Can the UK cancel Brexit? EU court to rule if Britain can revoke Article 50
The bombshell verdict hands a massive victory to Remainers ahead of Parliament’s Brexit vote. Here’s more on the sensational turn of events.
Can the UK cancel Brexit?
European judges are set to rule that Article 50 can be unilaterally revoked by the UK.
The revelation comes after a group of pro-EU politicians challenged claims that the UK could only cancel Brexit if the other 27 member states consented.
The European Court of Justice’s advocate general Manuel Campos Sanchez-Bordona confirmed that Britain has a “sovereign” right to change its mind.
While this guidance from the advocate general is non-binding, it is common for the ECJ to follow his initial advice.
The final ruling on the matter will be delivered on December 10, 2018.
Who brought the case to the ECJ?
A cross-party group of politicians and campaigners including Green MSPs Andy Wightman and Ross Greer, MEP Alyn Smith and MP Joanna Cherry of the SNP, and Labour MEPs David Martin and Catherine Stihler brought the case together with lawyer Jolyon Maugham QC, director of the Good Law Project.
The group initially took the matter to the Court of Session in Edinburgh, who agreed to pass it to the ECJ.
The UK government appealed the referral twice but attempts were rejected in a hearing before all 27 ECJ judges last week.
How would the UK revoke Article 50?
Revoking Article 50 and stopping Brexit would most likely need to be done by an act of parliament.

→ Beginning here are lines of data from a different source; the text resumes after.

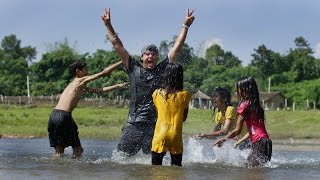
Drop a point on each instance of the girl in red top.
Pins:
(251, 112)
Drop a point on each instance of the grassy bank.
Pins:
(106, 123)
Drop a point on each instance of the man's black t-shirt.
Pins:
(142, 84)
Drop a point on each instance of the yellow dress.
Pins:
(168, 132)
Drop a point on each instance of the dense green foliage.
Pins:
(107, 122)
(295, 74)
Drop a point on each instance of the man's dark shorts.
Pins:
(136, 136)
(62, 129)
(261, 153)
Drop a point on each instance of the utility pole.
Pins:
(269, 86)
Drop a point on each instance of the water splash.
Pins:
(203, 151)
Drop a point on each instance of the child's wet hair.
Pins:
(247, 90)
(77, 64)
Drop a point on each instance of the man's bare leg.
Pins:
(59, 151)
(77, 151)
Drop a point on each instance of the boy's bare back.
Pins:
(71, 95)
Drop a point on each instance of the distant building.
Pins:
(272, 100)
(200, 100)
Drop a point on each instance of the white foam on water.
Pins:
(139, 158)
(203, 151)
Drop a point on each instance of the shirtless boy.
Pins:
(63, 131)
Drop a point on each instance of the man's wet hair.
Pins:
(77, 64)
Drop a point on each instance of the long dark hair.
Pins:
(172, 79)
(247, 90)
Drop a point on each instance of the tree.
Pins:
(268, 62)
(302, 62)
(51, 74)
(217, 56)
(14, 66)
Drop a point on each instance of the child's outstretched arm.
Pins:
(85, 80)
(182, 36)
(108, 89)
(233, 133)
(245, 137)
(114, 39)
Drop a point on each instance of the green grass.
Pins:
(106, 123)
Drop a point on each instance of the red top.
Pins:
(255, 126)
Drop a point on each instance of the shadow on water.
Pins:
(33, 159)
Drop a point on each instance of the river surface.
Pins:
(33, 159)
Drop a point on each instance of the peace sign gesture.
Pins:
(106, 16)
(189, 18)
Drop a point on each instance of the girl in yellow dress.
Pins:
(171, 103)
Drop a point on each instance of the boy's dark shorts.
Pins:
(62, 129)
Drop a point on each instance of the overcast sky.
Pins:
(238, 26)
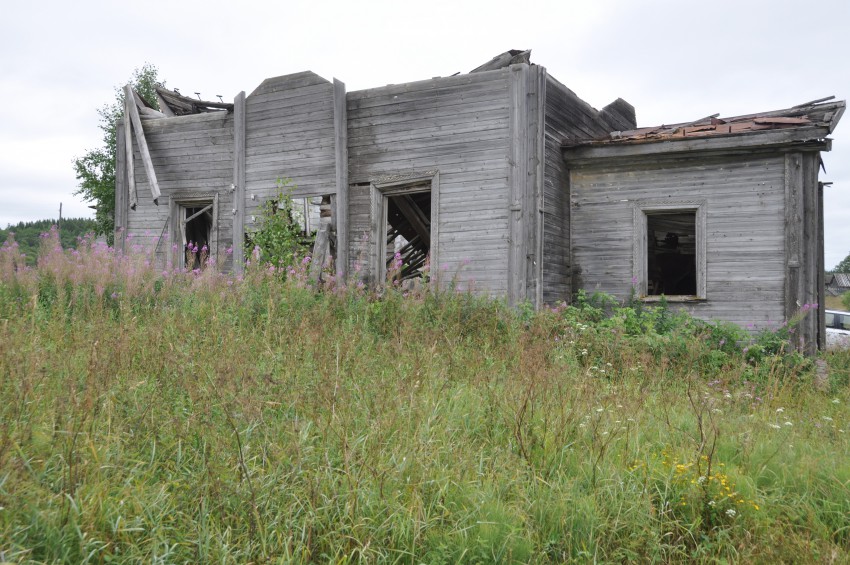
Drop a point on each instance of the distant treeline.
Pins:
(27, 234)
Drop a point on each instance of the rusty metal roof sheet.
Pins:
(816, 113)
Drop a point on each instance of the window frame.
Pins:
(380, 191)
(640, 253)
(178, 203)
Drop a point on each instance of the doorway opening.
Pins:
(196, 226)
(407, 233)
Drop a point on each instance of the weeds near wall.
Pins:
(199, 417)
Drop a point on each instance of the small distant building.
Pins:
(502, 179)
(836, 284)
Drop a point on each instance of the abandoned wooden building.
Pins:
(503, 179)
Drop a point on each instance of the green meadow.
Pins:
(173, 417)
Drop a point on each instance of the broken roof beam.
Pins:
(136, 122)
(164, 107)
(506, 59)
(414, 216)
(180, 105)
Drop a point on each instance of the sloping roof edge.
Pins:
(812, 120)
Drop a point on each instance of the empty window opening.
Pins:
(671, 253)
(307, 213)
(407, 228)
(197, 227)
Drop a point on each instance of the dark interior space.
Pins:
(409, 231)
(671, 253)
(198, 231)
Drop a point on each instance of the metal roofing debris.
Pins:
(817, 113)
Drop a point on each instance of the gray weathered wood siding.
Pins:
(191, 155)
(459, 126)
(289, 134)
(745, 236)
(360, 226)
(567, 118)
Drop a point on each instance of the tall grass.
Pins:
(180, 417)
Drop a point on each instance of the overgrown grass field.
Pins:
(201, 418)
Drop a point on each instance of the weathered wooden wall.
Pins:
(459, 126)
(289, 134)
(803, 246)
(567, 118)
(192, 155)
(744, 199)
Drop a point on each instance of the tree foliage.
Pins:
(28, 234)
(278, 238)
(96, 169)
(843, 266)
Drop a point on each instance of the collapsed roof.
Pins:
(822, 113)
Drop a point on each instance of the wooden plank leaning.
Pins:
(133, 110)
(320, 253)
(128, 148)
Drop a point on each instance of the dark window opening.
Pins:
(197, 235)
(671, 253)
(408, 234)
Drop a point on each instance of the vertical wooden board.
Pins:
(121, 195)
(129, 156)
(138, 130)
(359, 218)
(341, 171)
(539, 184)
(793, 232)
(239, 205)
(821, 291)
(811, 248)
(518, 180)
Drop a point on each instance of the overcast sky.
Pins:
(674, 61)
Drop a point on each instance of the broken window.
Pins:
(194, 229)
(670, 250)
(197, 223)
(671, 253)
(407, 229)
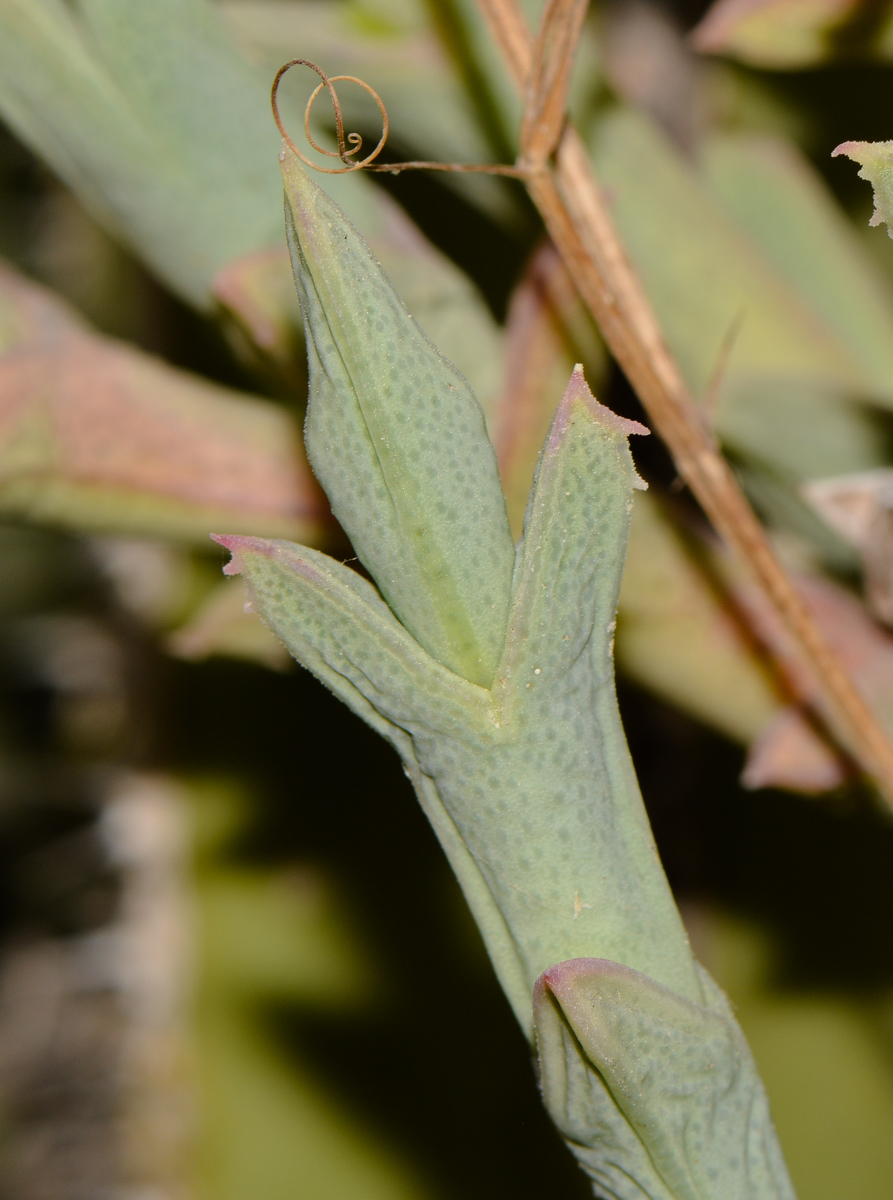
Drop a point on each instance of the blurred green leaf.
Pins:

If it was done by ministers alone using prerogative powers it would frustrate the will of parliament as expressed in the European Union (Withdrawal) Act 2018.
At present, the case concerns revocation of notice to leave, and not a delay or extension of the two-year period provided for under Article 50.
That period can be extended, but only with the agreement of all of the other 27 EU states.
An extension of Article 50 could become a political necessity as negotiations continue to remain in the air.
Stopping Brexit could only really be a reality if the British people voted to remain in the EU in a second referendum.